Why the design doesn't break farming (four load-bearing mitigations)

  1. The rent basis (w4) matters most here. Farmland's actual rental yield is roughly 2–2.5% of land value (cash-rent-to-price ratios per FCC's farmland reports), not the economy-wide 5.5% — farmland prices embed appreciation expectations. On assessed rental value, the average Canadian farm's charge is ≈ $80–100k/yr, Saskatchewan ≈ $100–123k/yr. Still large — see #2.
  2. Tenant parity: renting farmers already pay this. About 40% of Canada's farmland is worked under lease (Census of Agriculture tenure data); a Saskatchewan operator renting 1,500 acres pays cash rent comparable to the rent-basis charge today, to a private landlord. The settlement asks owner-operators to pay what their tenant neighbours already pay — with every farm household also receiving its members' shares. This reframes the charge from "new burden" to "the rent everyone else already pays, redirected."
  3. Use-value assessment precedent. Every province already assesses farm-class land at agricultural use value, not market/development value, for property tax. Carrying that convention into the settlement (farm-class land assessed at farm rental value; the development premium charged only on conversion) is standard machinery, and it is exactly where the speculative-vs-use distinction belongs.
  4. Working-farm deferral. As with the asset-rich/cash-poor case (objections.md §2): charges accrue against the land and settle on sale out of farming or at the estate. The farm operates untouched; the claim collects when the land wealth is realized.

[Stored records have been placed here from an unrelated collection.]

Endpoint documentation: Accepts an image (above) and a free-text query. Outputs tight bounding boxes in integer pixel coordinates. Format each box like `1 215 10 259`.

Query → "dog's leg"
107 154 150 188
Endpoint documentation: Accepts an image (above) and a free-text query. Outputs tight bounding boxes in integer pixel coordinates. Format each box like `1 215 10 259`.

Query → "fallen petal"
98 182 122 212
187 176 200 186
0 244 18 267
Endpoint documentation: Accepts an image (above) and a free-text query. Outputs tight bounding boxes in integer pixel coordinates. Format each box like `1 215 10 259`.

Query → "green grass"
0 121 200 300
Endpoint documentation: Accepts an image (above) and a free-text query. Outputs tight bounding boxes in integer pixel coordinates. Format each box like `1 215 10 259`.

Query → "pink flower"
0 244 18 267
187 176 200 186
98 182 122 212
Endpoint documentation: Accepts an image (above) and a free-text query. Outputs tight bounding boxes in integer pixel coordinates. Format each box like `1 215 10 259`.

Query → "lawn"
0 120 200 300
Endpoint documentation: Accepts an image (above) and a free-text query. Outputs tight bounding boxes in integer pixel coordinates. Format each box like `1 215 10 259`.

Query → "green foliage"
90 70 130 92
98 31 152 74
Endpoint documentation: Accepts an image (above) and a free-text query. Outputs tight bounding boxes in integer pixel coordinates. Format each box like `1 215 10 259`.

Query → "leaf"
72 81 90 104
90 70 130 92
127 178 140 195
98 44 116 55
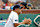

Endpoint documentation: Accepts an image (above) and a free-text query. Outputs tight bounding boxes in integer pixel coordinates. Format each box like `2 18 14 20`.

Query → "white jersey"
4 11 18 27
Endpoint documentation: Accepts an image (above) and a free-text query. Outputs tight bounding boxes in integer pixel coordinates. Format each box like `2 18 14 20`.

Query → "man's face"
15 8 21 14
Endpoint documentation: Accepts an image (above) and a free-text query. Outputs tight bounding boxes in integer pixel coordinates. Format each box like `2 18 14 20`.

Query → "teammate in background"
20 2 27 9
4 5 31 27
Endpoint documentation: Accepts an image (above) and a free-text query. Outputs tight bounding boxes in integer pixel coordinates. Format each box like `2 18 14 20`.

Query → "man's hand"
24 18 32 25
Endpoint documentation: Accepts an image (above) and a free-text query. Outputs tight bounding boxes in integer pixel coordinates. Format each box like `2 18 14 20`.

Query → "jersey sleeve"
13 15 19 23
4 11 14 27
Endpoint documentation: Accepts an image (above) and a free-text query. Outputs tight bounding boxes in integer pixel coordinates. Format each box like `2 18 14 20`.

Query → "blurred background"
0 0 40 10
0 0 40 27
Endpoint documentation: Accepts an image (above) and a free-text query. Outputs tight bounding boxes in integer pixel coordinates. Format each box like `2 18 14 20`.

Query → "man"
4 5 31 27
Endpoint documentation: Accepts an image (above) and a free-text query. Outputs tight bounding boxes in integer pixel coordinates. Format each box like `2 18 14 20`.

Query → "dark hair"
21 2 27 8
13 5 20 10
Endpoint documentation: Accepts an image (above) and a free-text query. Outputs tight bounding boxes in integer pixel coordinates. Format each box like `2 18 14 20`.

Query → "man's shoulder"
11 11 18 15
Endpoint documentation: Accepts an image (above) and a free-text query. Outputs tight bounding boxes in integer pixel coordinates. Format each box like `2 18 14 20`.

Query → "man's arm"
14 22 25 27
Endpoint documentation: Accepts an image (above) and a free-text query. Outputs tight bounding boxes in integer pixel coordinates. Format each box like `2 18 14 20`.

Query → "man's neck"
14 11 20 15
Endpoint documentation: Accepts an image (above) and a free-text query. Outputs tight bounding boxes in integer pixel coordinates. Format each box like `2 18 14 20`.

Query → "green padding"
0 14 9 20
19 14 40 27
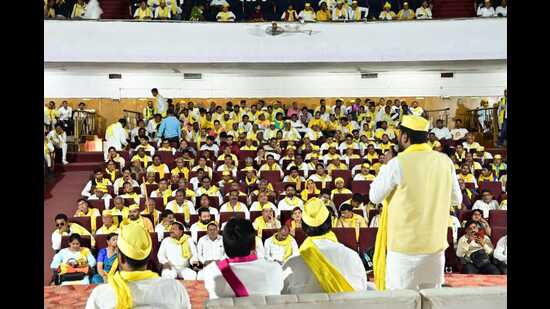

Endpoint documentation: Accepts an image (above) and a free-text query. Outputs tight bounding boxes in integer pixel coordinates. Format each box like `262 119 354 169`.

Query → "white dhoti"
161 266 197 280
386 251 445 290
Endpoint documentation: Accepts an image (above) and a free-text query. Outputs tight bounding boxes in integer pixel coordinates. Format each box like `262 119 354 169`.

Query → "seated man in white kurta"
264 225 300 265
202 218 283 299
86 220 191 309
197 221 226 280
157 221 198 280
282 197 367 294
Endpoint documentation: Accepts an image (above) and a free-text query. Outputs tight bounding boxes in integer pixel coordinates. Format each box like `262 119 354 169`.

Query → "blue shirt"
158 116 181 138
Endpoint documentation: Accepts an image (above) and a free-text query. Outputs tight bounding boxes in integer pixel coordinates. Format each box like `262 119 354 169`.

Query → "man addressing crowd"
369 116 462 290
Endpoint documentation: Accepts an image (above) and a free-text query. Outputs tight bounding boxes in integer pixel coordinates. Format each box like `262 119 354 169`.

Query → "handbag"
470 249 491 268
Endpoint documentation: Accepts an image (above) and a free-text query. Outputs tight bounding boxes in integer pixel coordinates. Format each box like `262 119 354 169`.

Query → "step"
55 161 104 173
67 151 103 162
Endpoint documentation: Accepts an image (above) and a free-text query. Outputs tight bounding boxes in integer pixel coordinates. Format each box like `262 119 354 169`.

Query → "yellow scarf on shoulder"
174 234 191 259
107 268 159 309
271 232 292 262
300 231 353 293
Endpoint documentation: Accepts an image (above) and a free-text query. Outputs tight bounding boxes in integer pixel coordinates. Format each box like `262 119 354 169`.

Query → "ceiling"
44 60 507 75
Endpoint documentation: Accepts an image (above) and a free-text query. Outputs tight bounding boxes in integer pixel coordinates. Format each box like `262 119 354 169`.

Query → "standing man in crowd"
151 88 168 117
157 109 181 148
369 115 462 290
86 224 191 309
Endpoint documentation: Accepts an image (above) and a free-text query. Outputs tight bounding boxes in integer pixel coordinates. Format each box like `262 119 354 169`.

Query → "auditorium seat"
359 227 378 252
331 170 352 188
61 235 92 249
488 210 508 228
332 194 353 209
484 181 502 200
260 171 282 184
332 227 357 251
351 180 372 195
220 211 245 225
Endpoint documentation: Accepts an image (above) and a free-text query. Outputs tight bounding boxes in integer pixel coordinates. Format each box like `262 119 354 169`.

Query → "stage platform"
44 274 507 309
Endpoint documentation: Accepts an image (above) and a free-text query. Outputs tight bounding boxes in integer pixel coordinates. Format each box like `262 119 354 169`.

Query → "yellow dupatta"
271 232 293 262
300 231 353 293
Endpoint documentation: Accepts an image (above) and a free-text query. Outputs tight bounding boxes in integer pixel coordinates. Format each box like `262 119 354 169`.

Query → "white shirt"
430 127 453 139
282 239 367 294
264 235 300 263
477 6 495 17
202 258 283 299
493 235 508 264
197 235 226 264
86 278 191 309
369 153 462 206
57 106 73 121
472 200 498 219
451 128 468 141
278 196 304 210
157 237 198 267
495 6 508 17
416 6 432 19
298 10 316 21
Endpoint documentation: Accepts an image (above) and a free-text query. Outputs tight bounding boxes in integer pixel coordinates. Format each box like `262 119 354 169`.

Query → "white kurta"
282 239 367 294
264 235 300 263
202 259 283 299
86 278 191 309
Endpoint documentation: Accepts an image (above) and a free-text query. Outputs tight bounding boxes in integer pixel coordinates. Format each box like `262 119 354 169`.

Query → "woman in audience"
50 234 96 285
92 233 118 284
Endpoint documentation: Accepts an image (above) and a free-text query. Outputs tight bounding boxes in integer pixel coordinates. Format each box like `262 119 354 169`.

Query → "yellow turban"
128 204 139 211
401 115 430 132
117 224 153 261
302 197 330 227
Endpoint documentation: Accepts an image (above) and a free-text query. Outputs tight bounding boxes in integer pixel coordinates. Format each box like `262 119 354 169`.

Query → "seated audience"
202 218 283 299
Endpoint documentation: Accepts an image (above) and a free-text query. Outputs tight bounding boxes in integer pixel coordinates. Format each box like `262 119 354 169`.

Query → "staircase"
432 0 476 19
100 0 130 19
55 151 104 173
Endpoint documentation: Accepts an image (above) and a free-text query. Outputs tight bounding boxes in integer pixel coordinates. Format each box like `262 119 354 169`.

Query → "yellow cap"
401 115 430 132
302 197 330 227
128 204 139 211
117 224 153 261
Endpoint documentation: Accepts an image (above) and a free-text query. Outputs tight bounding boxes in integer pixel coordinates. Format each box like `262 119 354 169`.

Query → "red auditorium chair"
280 210 292 224
220 211 245 225
484 181 502 200
332 227 357 251
88 199 106 213
332 194 353 209
488 210 508 228
351 180 372 194
332 170 352 188
262 229 279 243
491 226 508 248
260 171 282 184
359 227 378 252
61 235 92 249
250 210 262 222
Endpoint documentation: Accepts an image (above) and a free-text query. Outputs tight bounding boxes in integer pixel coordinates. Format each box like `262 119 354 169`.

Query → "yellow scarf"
107 270 159 309
174 234 191 259
78 208 97 234
300 231 353 293
373 144 430 291
271 232 292 262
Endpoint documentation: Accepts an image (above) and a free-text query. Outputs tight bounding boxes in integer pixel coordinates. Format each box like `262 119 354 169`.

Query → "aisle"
44 171 91 284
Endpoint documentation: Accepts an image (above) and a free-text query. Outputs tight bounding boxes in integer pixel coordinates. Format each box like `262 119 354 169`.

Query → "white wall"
44 18 507 63
44 71 506 98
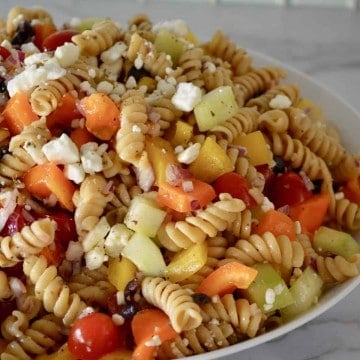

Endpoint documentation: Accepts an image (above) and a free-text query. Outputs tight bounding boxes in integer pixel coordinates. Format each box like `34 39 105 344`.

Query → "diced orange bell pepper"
46 93 81 131
289 194 330 233
3 92 39 135
70 127 96 149
195 261 257 297
23 162 76 211
254 210 296 240
341 177 360 205
157 179 216 212
80 93 120 140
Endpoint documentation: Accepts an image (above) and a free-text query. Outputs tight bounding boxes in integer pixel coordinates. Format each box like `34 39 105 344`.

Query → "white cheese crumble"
269 94 291 110
145 335 161 347
54 43 80 67
80 141 108 174
64 163 85 184
171 83 201 111
177 143 201 164
42 134 80 164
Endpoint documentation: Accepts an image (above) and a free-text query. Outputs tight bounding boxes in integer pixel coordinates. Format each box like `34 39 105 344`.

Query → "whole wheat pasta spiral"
233 66 286 106
245 83 300 113
30 59 98 116
226 232 304 269
205 30 252 75
157 322 237 359
157 194 245 251
0 218 57 267
287 108 346 167
23 255 86 326
73 174 113 237
259 109 289 133
1 315 64 360
141 277 202 333
200 294 265 338
71 20 121 56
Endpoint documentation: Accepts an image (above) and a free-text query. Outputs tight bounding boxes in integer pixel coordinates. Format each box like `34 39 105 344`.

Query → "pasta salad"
0 7 360 360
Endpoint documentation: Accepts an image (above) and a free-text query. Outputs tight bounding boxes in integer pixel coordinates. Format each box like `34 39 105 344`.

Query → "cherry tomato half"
42 29 79 51
68 312 120 360
266 171 313 209
213 172 257 208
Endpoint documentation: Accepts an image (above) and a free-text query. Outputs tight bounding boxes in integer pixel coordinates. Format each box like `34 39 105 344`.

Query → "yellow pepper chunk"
108 257 137 291
146 137 179 185
165 241 207 282
234 130 273 166
188 137 234 183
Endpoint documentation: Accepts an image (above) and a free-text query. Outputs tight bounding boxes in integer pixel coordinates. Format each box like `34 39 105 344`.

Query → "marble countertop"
0 0 360 360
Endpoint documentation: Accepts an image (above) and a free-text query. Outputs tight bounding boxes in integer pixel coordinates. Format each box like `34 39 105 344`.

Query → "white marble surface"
0 0 360 360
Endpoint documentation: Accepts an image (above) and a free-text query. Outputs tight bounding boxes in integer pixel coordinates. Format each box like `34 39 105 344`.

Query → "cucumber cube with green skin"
280 267 324 321
244 263 294 313
121 233 166 276
194 86 239 131
124 195 166 237
313 226 360 259
154 29 184 67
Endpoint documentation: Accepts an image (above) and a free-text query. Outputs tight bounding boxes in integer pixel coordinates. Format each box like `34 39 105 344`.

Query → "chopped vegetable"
3 92 39 135
195 261 257 296
23 162 76 211
289 194 330 233
157 179 216 212
80 93 120 140
254 210 296 240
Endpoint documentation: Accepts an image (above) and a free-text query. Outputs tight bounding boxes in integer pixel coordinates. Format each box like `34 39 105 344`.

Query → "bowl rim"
186 49 360 360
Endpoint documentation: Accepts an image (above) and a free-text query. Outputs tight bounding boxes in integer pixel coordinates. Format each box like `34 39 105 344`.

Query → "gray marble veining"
0 0 360 360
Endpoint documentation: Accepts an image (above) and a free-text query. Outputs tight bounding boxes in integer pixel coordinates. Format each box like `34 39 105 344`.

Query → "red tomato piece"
42 29 79 51
0 205 28 236
213 172 257 208
68 312 121 360
266 171 313 209
0 46 11 61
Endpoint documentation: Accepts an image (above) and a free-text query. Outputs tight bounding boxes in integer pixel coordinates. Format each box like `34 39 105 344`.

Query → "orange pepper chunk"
23 162 76 211
3 92 39 135
195 261 257 297
80 93 120 140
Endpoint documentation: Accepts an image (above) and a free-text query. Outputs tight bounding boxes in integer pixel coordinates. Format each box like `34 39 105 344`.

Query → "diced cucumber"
244 263 294 313
121 233 166 276
124 195 166 237
280 267 324 320
313 226 360 259
194 86 239 131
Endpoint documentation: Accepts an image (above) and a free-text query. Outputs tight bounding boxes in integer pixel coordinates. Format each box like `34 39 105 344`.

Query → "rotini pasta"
0 7 360 360
141 277 202 333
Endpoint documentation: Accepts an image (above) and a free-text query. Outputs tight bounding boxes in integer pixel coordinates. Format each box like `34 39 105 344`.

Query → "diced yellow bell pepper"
165 120 193 147
188 137 234 183
234 130 273 166
146 137 179 185
165 241 207 282
108 257 137 291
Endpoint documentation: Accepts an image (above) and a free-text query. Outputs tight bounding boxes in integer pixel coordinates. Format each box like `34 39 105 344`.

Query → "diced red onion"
166 164 192 186
277 205 290 215
190 200 201 211
182 180 194 192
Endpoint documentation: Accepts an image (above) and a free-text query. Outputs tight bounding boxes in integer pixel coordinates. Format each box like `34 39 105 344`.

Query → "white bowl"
187 51 360 360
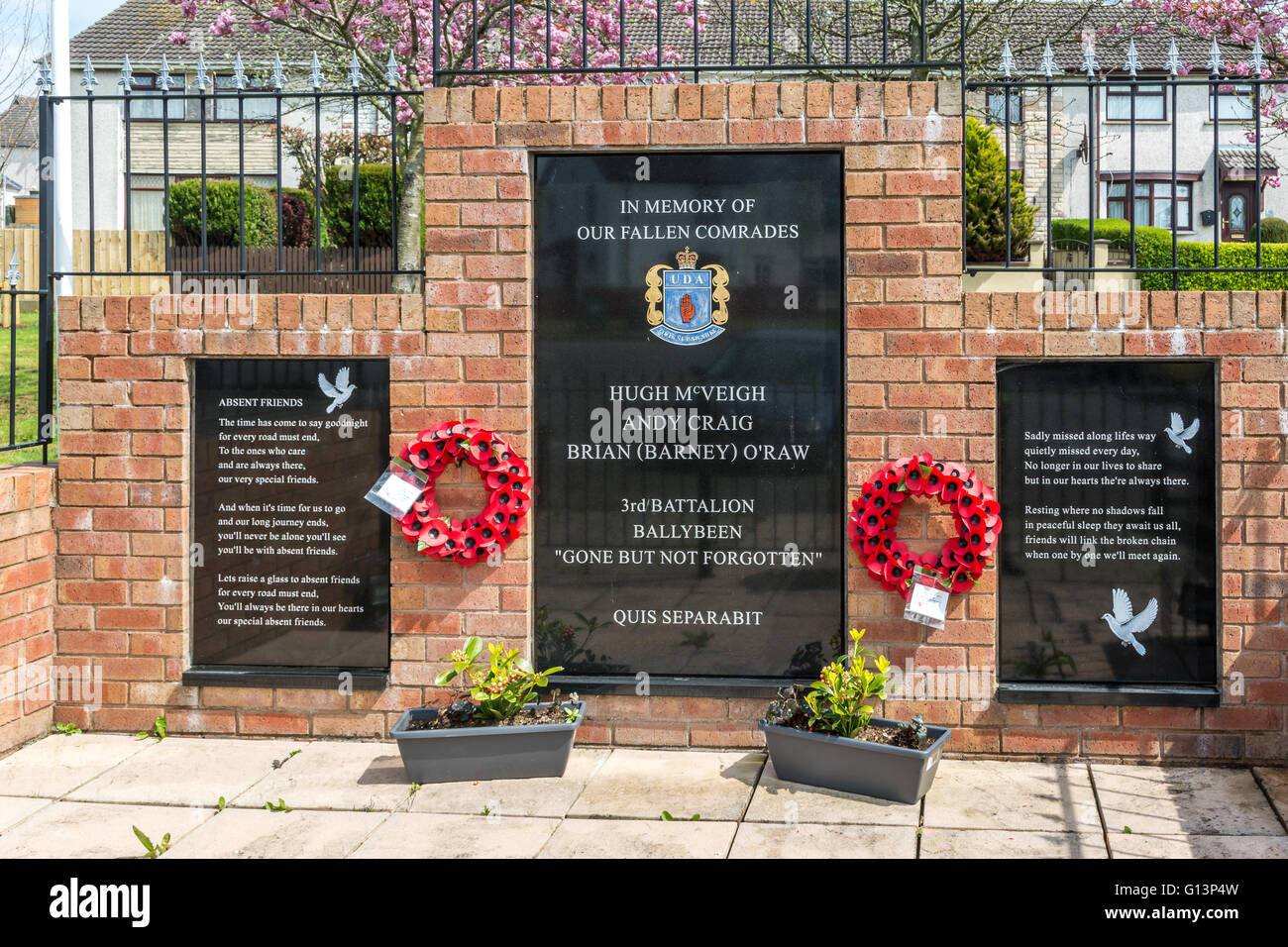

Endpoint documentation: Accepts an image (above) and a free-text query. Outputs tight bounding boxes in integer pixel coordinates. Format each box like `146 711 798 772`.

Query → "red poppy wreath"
849 454 1002 598
398 420 532 566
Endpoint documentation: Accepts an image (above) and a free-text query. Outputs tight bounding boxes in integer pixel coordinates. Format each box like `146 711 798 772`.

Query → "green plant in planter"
803 629 890 737
434 635 563 720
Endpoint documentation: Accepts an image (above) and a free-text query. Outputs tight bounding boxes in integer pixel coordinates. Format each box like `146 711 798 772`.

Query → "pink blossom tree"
1105 0 1288 144
170 0 705 291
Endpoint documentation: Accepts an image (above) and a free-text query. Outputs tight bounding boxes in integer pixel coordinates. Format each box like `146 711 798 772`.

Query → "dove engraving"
1163 411 1199 454
1100 588 1158 655
318 366 358 414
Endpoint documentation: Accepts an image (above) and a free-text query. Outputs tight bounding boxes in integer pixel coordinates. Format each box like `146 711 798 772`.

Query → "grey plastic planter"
760 716 952 802
390 701 587 784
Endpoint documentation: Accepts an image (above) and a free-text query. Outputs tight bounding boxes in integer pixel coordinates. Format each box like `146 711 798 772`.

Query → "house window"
1105 85 1167 121
130 174 164 231
130 72 184 121
1108 180 1192 231
211 76 277 121
1208 85 1253 121
987 89 1024 125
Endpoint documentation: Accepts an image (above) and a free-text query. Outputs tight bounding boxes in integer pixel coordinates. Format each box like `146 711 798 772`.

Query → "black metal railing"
0 252 54 463
963 40 1288 290
430 0 967 85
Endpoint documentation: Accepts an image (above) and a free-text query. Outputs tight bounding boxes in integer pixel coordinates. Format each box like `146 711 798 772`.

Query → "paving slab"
541 818 738 858
729 822 917 858
1109 832 1288 858
921 828 1109 858
411 747 612 818
229 741 411 811
568 750 765 822
351 811 559 858
0 801 215 858
1252 767 1288 822
1091 764 1284 835
744 760 921 826
0 796 49 832
166 809 387 858
0 733 155 798
68 737 304 805
922 760 1102 832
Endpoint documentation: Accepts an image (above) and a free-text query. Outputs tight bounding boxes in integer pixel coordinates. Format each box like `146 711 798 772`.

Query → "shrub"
765 629 890 737
1248 217 1288 244
962 119 1034 263
269 187 330 246
322 164 394 246
434 635 563 720
170 177 277 246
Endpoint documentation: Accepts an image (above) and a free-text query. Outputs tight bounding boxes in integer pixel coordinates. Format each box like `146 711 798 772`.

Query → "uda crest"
644 248 729 346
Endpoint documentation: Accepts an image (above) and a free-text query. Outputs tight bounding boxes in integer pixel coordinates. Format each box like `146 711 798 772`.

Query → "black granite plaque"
997 360 1220 691
533 152 845 678
192 359 389 670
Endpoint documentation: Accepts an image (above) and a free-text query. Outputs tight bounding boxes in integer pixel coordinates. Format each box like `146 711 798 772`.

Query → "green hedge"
962 119 1035 263
170 177 277 246
269 187 331 246
322 163 394 246
1051 218 1288 290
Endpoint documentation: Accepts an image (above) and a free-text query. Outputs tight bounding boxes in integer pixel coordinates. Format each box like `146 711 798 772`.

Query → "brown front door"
1221 181 1253 241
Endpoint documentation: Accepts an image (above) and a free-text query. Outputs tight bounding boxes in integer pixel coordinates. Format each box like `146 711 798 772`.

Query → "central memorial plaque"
192 359 389 670
533 152 845 678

Combined effect: the cash-flow burden on an operating family farm becomes tenant-equivalent-or-deferred, while the balance-sheet position (farms as multi-million-dollar above-share landholdings) is honestly acknowledged rather than exempted. Full exemption is rejected: it would recreate the farmland tax shelter and invite every above-share holder to buy a hobby farm.

Status change for objections.md §8

From "open pending data" to: conceded as a class + answered in design — farms are above-share holders; the package must carry rent-basis + use-value assessment + deferral + tenant parity explicitly, and farm organizations belong on the early-consultation list (Floyd-level outreach decision, alongside the academic program).

Sources

  1. Statistics Canada, Table 32-10-0056-01, Balance sheet of the agricultural sector, Dec 31 2025 — "Land" and "Farm real estate" lines by province, retrieved 2026-07-18 via WDS.
  2. Statistics Canada, Table 32-10-0231-01, Census of Agriculture 2021 — total farms by province, retrieved 2026-07-18.
  3. Farm Credit Canada, annual Farmland Values Report — rent-to-price ratios in the ~2–2.5% range (cited for the farmland rental-yield order of magnitude). https://www.fcc-fac.ca/en/knowledge/economics/2024-farmland-values-canada-steady-growth
  4. Census of Agriculture tenure data (leased share of farmland ≈ 40%): Statistics Canada, Number and area of farms and farmland area by tenure.
  5. Prior claims corrected: objections.md §8 (this repo, wave 4).

Groundshare — a proposal in open development. Every number traces to a cited public source with its retrieval date; corrections are published, not erased. Rebuilt 2026-07-19 from the repo's research files.